Chinas grüne Energierevolution

SYDNEY – Wie jede aufstrebende Wirtschaftsmacht seit der Industriellen Revolution erzeugt auch China den größten Teil seiner Elektrizität durch die Verbrennung fossiler Brennstoffe. Das Augenmerk einzig auf dieses Faktum zu richten, heißt allerdings, dabei einen bemerkenswerten Trend außer Acht zu lassen. Das chinesische Energieerzeugungssystem wird nämlich grün – und zwar viel schneller als jedes andere System vergleichbarer Größe auf dieser Welt.

Dieser Trend ist in drei Bereichen sichtbar. Zunächst einmal in der Stromerzeugung. Laut den vom chinesischen Elektrizitätsrat veröffentlichten Daten verringerte sich die mit fossilen Brennstoffen erzeugte Strommenge 2014 im Jahresvergleich um 0,7 Prozent, wobei es sich um den ersten Rückgang in jüngerer Zeit handelt.
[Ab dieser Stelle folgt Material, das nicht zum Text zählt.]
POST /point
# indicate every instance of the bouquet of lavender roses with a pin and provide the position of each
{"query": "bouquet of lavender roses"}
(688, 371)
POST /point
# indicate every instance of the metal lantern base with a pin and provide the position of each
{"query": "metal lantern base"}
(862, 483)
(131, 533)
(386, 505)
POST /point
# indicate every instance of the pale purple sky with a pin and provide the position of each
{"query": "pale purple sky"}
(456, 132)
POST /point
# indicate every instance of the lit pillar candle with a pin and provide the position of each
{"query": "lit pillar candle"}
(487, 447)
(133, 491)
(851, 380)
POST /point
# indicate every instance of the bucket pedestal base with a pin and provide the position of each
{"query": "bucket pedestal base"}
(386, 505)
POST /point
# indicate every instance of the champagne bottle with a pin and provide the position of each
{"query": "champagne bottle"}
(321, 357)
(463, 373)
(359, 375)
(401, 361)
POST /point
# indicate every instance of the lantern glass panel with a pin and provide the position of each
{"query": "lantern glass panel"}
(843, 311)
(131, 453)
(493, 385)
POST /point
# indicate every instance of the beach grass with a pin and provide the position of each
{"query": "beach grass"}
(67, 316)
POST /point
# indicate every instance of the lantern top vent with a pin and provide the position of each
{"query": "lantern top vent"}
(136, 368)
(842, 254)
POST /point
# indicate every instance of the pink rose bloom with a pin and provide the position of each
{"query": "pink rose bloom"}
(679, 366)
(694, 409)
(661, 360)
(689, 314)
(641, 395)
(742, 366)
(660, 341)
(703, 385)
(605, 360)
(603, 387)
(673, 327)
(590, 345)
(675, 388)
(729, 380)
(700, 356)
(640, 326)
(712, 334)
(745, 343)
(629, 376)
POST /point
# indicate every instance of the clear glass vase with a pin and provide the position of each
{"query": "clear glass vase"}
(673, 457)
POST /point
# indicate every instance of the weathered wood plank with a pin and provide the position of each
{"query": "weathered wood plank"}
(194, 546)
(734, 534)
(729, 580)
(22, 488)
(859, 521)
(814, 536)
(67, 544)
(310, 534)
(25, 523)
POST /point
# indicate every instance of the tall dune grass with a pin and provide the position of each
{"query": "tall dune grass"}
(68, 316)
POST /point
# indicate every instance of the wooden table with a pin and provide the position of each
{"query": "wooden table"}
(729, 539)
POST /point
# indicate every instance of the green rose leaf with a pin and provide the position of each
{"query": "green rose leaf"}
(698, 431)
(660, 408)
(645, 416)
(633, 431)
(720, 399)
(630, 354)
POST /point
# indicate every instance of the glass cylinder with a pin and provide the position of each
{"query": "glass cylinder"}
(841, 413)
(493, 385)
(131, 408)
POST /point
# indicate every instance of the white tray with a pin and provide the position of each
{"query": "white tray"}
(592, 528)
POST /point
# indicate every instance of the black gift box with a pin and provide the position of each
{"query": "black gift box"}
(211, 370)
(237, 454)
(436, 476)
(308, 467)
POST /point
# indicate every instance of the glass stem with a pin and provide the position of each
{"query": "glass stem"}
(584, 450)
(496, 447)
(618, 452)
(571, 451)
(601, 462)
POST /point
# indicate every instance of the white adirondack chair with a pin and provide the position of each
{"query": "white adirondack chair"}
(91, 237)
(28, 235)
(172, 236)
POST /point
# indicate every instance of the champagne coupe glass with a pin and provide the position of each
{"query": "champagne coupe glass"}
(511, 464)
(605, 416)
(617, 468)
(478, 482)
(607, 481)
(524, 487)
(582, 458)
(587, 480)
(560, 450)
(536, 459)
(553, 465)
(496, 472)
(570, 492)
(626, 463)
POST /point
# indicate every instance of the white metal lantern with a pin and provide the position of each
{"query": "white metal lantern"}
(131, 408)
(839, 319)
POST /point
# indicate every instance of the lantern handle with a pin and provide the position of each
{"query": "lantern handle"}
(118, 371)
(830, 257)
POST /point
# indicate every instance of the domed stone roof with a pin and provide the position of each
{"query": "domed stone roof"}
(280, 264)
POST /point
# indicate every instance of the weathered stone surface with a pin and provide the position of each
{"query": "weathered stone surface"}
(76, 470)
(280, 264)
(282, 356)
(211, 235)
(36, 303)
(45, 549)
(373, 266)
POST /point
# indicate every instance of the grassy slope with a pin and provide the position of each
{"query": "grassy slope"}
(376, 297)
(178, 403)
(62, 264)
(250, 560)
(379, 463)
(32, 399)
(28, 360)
Unterdessen stieg die Stromproduktion aus nicht- fossilen Quellen um 19 Prozent an.

Bemerkenswerterweise spielte Kernenergie bei dieser Trendwende nur eine geringe Rolle. Die Stromerzeugung aus rein grünen Energiequellen – Wasser, Wind und Sonne – stieg um 20 Prozent, wobei sich das dramatischste Wachstum im Bereich der Stromerzeugung aus Sonnenenergie zeigte, die um erstaunliche 175 Prozent zulegte. Hinsichtlich neu erzeugter Energie übertraf der Solarstrom auch die Menge der aus Atomkraft gewonnenen Elektrizität. Während man im letzten Jahr zusätzliche 17,43 Terrawattstunden aus Sonnenenergie gewann, wurden im Vergleich dazu im gleichen Zeitraum 14,70 Terrawattstunden aus nuklearen Quellen erzeugt. Und im dritten aufeinanderfolgenden Jahr produzierte China mehr Strom aus Wind- als aus Kernenergie. Angesichts dieser Tatsachen erweist sich das Argument, wonach China zur Erzeugung CO2-freier Elektrizität auf Atomkraftwerke angewiesen sein werde, als wenig überzeugend.